Members of the Highlanders Super Rugby squad have been sanctioned over the past two seasons for off-field antics gone awry.
But they pale into comparison to what happened when English test star James Haskell threw a party at the end of his stint with the Dunedin-based franchise.
Haskell has recounted tour stories and, at times, wild off-field antics in his two rugby memoirs; What A Flanker, and Ruck Me. The latter was released in the UK last month.
His first book – which came out late last year – includes the fall-out from ultimately unproven allegations of sexual harassment from a housemaid during England’s stay in Dunedin during the 2011 Rugby World Cup.
In it, Haskell also revealed how a party he threw in the southern city resulted in All Blacks Jimmy Cowan and Lima Sopoaga being knocked out, his receiving facial injuries, garden furniture and some of his clothes being torched and police being called.
In What A Flanker, he recalled as one of his “worst ideas”, hosting the party at the house he rented – which was owned by former Highlanders and Manu Samoa star Seilala Mapusua – the day after the Highlanders’ Super Rugby season had ended.
“On hearing a commotion coming from the garden, I wandered outside to discover they’d stacked some of Mapusua’s garden furniture under the eaves of the house and set it on fire, along with some of my clothes,” he wrote.
“I obviously lost the plot, and as I was in mid-flow, Lima Sopoaga jumped me and smashed an egg on my head. The yolk hadn’t even had time to start dripping down my face when I charged through what was now a raging fire, like some deranged stuntman, and knocked Lima cold with an overhand right. I thought I’d killed him.”
Haskell was then punched, with his nose being “split”, by one of Sopoaga’s close friends in the Highlanders.
Meanwhile, Cowan – “for reasons he probably didn’t even know” – threw a punch at team-mate Elliot Dixon, who in turn knocked out the 51-test halfback.
“Now we had two blokes out cold in the garden and it was like a scene from that New Zealand film Once Were Warriors, except instead of someone shouting ‘Cook the man some f***ing eggs!’ someone was smashing raw eggs on my forehead,” Haskell wrote.
When his team-mates “who were conscious” refused to leave, Haskell said he rang the police and told an operator: “I’ve got an out-of-control party at my house, which might burn down at any minute – get around here now’.”
He said several patrol cars arrived, with officers offering to drive the players home.
“Now it was just me and Jimmy Cowan in the house, me with my busted nose and him with a big cut above his eye,” Haskell recalled.
“It looked like we’d just gone 12 rounds. Having put the flames out – which wasn’t easy – and finally persuaded Cowan to get lost, I got a taxi to A&E. Luckily the doctor was an English rugby fan and did a beautiful stitching job.

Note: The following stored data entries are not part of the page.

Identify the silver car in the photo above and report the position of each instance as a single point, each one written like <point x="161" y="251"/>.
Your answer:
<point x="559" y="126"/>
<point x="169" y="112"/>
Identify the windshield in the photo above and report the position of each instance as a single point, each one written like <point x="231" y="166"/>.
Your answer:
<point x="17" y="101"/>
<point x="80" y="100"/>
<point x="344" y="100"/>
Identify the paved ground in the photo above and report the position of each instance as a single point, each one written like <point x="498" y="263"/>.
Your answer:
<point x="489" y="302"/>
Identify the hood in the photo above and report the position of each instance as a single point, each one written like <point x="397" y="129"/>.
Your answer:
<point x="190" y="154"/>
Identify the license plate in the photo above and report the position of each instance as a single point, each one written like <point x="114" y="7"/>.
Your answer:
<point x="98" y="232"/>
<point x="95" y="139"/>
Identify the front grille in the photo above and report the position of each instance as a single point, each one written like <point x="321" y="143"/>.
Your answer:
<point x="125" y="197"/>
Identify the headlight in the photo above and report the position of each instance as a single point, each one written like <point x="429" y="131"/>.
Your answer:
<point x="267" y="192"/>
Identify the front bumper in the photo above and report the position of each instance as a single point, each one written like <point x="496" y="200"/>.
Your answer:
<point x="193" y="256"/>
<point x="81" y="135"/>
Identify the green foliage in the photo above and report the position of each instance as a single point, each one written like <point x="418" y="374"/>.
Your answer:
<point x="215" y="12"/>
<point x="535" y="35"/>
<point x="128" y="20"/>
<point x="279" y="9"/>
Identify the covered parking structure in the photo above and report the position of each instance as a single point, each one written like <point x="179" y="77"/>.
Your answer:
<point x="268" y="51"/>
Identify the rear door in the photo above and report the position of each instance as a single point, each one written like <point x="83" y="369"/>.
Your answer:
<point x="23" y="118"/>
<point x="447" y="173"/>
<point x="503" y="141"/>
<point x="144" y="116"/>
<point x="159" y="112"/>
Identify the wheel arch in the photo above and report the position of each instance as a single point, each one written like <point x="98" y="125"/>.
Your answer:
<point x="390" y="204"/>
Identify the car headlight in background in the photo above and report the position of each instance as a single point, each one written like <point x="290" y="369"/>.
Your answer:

“The following morning I was relieved to find the place hadn’t burnt down. But the carnage was even worse than I remembered.
“The house was littered with bottles and someone had spewed on the floor in the kitchen. I also discovered that they’d tried to light another fire at the other end of the garden, right next to the propane tank.
“Had that fire taken off, it would have blown us all up.”
Haskell saw his team-mates again at another social gathering before he returned to the UK.
“It was as if nothing had happened,” he wrote.
‘What the hell were you guys thinking?’ . . . ‘Oh, it was only a bit of fun’.”